Asian Chicken Noodle Soup
Cold outside? Check. Hungry? Check. Craving something warm to eat? Yes. Solution: Asian Chicken Noodle Soup. This is not your ordinary chicken noodle soup that grandma made or anything like the watery canned chicken noodle soup from college. No, this has some serious flavor in it with an added kick of spice to make your chilly fall night warm up with each flavorful spoonful.
What sets this recipe apart from other chicken noodle soups is that it incorporates some familiar Asian ingredients such as kochujang, a spicy Korean red pepper paste, as well as garlic, Sriracha, and rice stick noodles. It also uses lots of fresh ingredients like carrots, cilantro, and green onion.
This dish can also be adapted for a palette that is not quite as fond of spicy food as I am. Modify by simply omitting the spicy kochujang as well as the Sriracha from the recipe and it is still amazingly good, just without the spiciness.
The picture below shows the Asian Chicken Noodle Soup I made for my daughter when I left out the spicy sauces.
To serve place some rice noodles in a bowl…
Ladle the broth, including the chicken and carrots, over top of the noodles…
Add the cilantro and green onions to garnish, with a touch of sesame oil.
And voila! A yummy Asian Chicken Noodle Soup that will warm you up from the inside out.
An even faster way to make this delicious soup is to start with rotisserie chicken from the local grocery store. Just shred with fingers and add it to the broth after it has simmered for about 2 minutes. Cuts the entire cooking time in half!

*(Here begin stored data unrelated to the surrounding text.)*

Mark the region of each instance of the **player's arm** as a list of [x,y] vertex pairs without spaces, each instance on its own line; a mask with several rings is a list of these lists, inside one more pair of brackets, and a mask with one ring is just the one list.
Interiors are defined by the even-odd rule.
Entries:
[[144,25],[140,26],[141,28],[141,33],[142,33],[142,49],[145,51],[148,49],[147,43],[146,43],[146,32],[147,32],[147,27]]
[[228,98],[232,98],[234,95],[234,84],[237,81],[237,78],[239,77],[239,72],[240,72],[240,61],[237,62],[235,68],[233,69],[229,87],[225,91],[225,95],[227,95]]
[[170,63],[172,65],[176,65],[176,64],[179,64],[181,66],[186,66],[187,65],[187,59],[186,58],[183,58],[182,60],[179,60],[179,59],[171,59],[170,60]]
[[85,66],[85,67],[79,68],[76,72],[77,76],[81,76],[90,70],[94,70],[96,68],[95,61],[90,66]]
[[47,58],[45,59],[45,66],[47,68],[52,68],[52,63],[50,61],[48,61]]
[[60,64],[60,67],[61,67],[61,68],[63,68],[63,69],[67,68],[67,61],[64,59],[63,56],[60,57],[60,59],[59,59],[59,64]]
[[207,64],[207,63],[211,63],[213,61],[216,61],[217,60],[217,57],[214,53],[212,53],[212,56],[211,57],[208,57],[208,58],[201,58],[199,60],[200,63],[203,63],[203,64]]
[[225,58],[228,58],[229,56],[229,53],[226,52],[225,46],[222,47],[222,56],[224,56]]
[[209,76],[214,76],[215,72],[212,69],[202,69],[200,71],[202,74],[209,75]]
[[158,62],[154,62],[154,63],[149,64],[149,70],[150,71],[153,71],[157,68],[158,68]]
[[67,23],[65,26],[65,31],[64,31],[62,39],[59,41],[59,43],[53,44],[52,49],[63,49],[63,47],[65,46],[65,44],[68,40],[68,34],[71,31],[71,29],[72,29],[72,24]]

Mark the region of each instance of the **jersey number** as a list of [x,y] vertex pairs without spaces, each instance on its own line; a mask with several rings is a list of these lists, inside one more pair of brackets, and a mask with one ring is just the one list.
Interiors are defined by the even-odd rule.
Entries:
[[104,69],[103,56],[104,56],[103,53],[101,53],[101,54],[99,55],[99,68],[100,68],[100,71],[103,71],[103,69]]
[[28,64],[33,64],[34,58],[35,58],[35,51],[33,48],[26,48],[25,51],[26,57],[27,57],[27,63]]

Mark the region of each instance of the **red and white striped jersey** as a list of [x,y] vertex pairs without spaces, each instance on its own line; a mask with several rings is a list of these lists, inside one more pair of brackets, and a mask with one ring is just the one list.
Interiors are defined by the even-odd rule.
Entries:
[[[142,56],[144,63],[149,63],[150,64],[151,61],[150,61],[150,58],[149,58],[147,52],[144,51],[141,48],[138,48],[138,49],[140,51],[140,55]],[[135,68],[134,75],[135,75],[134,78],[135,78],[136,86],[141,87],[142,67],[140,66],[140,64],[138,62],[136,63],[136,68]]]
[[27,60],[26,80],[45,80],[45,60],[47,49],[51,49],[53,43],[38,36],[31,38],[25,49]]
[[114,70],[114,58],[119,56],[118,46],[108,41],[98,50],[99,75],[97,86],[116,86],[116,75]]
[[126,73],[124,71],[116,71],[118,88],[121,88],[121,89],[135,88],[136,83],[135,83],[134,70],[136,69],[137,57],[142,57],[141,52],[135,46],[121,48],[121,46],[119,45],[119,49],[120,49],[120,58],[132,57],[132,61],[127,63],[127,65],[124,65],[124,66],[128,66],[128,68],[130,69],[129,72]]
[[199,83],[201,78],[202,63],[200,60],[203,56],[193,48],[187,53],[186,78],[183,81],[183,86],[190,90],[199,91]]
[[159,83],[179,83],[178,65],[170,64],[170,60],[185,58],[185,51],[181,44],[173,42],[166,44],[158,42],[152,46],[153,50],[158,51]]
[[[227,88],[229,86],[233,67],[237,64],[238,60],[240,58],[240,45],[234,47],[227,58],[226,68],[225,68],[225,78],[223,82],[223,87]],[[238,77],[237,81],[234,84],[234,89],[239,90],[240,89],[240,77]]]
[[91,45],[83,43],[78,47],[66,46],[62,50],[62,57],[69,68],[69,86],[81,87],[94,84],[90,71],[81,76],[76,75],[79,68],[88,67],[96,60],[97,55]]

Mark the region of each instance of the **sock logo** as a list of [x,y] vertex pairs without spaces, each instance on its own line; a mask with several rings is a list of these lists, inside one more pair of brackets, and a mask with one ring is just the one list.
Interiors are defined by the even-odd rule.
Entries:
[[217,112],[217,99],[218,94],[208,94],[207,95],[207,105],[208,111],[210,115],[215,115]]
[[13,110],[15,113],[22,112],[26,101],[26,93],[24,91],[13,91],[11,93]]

Ready to make some Asian Chicken Noodle Soup for yourself? Easy, simple, and so incredibly tasty. Try it for dinner tonight.
- 4 cups chicken broth
- 2 cups water
- 2 chicken breasts
- 1 tbsp minced garlic
- 1 tsp salt
- 1 tsp fish sauce
- 6 cups water (for noodles)
- 7 oz rice sticks
- 2 tsp Sriracha
- 2 tsp soy sauce
- ½ cup grated carrots
- 1 tbsp kochujang or red curry paste
- 1 tbsp fresh lime juice
- ¼ cup chopped cilantro
- ¼ cup thinly sliced green onions
- sesame oil to taste
- For the soup broth: In a large pot bring to a boil the chicken broth, water, garlic, salt, fish sauce, and chicken breasts. Reduce heat and simmer until chicken is cooked through, about 10 minutes. Remove cooked chicken and put aside to cool.
- Meanwhile in a large pot boil 6 cups of water then add the rice noodles. Boil for about 3 minutes or until the noodles are tender. Drain and set aside.
- When chicken is cool to the touch, shred chicken using fingers and then place back into broth. To the broth add the soy sauce, Sriracha, kochujang, grated carrots, and lime juice and stir. Simmer for about 3 minutes.
- To serve: put a small amount of noodles in a bowl, ladle the soup over the noodles, then garnish with cilantro, green onions and a squirt of sesame oil.
What soup is your favorite to eat on cold nights? Did your family have a go-to chicken noodle soup recipe?